Yán Zhītuī 顏之推 (531–c. 591–595), zì Jiè 介, of Lángyé Línyí 琅邪臨沂 (the family had relocated southward to the Liáng capital generations before), was the leading scholar-official of his generation to have served, in succession, four dynasties — Liáng 梁, Northern Qí 北齊, Northern Zhōu 北周, and Sui 隋 — across the catastrophic Six-Dynasties / unification transition. He is the author of the Yánshì jiāxùn 顏氏家訓 (KR3j0014), the founding monument of the Chinese jiāxùn (family-instructions) genre, and of the autobiographical Guān wǒ shēng fù 觀我生賦 (“Reflecting on My Life”) preserved in his biography in Bei-Qí shū 北齊書 45. His standard biography is Bei-Qí shū 45 (which Wilkinson §73.4 cites for Yán’s notes naming the four bibliographic divisions jīng / shǐ / zǐ / jí a generation before the Suí zhì’s formalization). CBDB id 32426 records his name with a placeholder year-zero entry; the standard 531 birth date and the death-year window of 591–595 are taken from his own datable references in the Yánshì jiāxùn and from Albert Dien’s reconstruction.

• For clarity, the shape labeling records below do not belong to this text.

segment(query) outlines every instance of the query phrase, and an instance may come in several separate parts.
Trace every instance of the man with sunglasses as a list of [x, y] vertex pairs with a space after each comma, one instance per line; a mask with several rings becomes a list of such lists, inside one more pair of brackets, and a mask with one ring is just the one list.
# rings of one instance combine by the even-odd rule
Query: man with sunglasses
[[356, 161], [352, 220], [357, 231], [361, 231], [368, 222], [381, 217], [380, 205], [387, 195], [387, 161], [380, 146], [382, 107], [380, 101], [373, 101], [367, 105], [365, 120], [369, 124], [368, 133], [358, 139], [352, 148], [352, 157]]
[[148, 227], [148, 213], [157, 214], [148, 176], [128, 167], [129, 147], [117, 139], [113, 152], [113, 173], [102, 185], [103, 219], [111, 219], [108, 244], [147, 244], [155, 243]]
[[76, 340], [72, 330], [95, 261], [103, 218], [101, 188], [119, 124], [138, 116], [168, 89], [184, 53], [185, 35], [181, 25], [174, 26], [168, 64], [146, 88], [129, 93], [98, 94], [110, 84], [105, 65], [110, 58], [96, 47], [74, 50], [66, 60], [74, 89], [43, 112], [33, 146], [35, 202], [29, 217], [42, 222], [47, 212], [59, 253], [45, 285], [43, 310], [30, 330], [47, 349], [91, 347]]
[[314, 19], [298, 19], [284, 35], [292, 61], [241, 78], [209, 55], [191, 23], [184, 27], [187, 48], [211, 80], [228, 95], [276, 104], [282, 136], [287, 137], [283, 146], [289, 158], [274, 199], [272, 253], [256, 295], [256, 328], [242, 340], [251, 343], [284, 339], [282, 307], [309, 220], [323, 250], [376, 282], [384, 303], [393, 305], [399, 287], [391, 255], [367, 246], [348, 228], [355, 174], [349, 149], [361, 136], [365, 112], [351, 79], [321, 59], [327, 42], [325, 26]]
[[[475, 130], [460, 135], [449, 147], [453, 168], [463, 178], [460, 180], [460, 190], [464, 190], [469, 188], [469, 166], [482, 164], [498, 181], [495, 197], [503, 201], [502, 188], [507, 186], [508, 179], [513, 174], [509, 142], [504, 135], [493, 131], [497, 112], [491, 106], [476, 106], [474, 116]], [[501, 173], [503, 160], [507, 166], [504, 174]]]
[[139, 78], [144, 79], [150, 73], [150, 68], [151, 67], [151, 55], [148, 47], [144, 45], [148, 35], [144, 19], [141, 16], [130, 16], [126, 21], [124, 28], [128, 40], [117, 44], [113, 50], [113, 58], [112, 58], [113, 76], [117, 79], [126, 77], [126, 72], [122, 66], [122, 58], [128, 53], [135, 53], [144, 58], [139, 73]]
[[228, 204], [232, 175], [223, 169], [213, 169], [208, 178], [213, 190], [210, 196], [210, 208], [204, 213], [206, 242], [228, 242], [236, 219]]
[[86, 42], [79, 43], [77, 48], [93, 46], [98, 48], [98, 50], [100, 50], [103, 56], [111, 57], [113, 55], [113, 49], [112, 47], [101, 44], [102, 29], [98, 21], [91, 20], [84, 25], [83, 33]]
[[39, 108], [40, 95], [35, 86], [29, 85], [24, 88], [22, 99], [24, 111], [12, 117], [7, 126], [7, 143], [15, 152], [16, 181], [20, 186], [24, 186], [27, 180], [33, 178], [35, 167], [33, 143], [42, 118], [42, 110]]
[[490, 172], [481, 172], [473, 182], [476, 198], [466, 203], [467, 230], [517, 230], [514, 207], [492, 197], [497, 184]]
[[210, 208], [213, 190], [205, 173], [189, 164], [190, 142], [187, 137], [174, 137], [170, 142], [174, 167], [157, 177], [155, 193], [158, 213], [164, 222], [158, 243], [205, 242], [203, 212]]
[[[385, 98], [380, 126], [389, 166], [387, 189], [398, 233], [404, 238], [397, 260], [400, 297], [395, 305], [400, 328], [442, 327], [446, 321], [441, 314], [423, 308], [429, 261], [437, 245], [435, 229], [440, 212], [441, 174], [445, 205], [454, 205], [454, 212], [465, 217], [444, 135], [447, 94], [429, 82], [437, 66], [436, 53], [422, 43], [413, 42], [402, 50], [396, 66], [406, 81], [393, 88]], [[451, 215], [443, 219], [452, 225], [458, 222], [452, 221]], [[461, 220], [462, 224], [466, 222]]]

His career: born in 531 at Jiànkāng 建康 (the Liáng capital) — one of nine children, of whom three brothers survived; lost his father at age nine and was raised by his elder brother Yán Zhīyí 顏之儀; entered Liáng court service in the late 540s under the Crown Prince and the Liáng Emperor Yuán 元帝 (Xiāo Yì 蕭繹 — see KR3j0012) at Jiānglíng 江陵, working on the four-branches palace library; carried captive to Cháng’ān when Western Wèi sacked Jiānglíng in 555; escaped to Northern Qí and rose at the Yè 鄴 court to huángmén shìláng 黄門侍郎 (Yellow-Gate Attendant), the office under which the Sìkù catalogue still records him; survived the Northern Qí collapse to Northern Zhōu in 577; took service under the Suí at the unification (581), where Lù Fǎyán 陸法言’s Qièyùn 切韻 preface (transmitted in the form completed in Rénshòu, 601) names him among the eight founding scholars of the great phonological-rhyme conference. He was probably already dead by 601: the standard convention places his death in the early-to-mid 590s.
He named his three sons after the territories his life had spanned: Yán SīLǔ 顏思魯 (“Remembering Lǔ” — his ancestral place), Yán MǐnChǔ 顏愍楚 (“Sorry for Chǔ” — i.e. for the Liáng territory in which he had served), and Yán YóuQín 顏遊秦 (“Sojourning in Qín” — i.e. his captivity at Cháng’ān) — Wilkinson §6.7.2 cites this as the locus classicus of the practice. The Yán family went on to produce some of the great Táng cultural figures: his great-grandson Yán Shīgǔ 顏師古 (581–645), the principal Táng commentator on the Hàn shū and editor of the Wǔ jīng dìngběn 五經定本; and the calligrapher Yán Zhēnqīng 顏真卿 (709–785), whose hand established the Táng standard. Wilkinson §3.5.4 notes the standardization of Chinese characters as “a family concern of the Yans’.”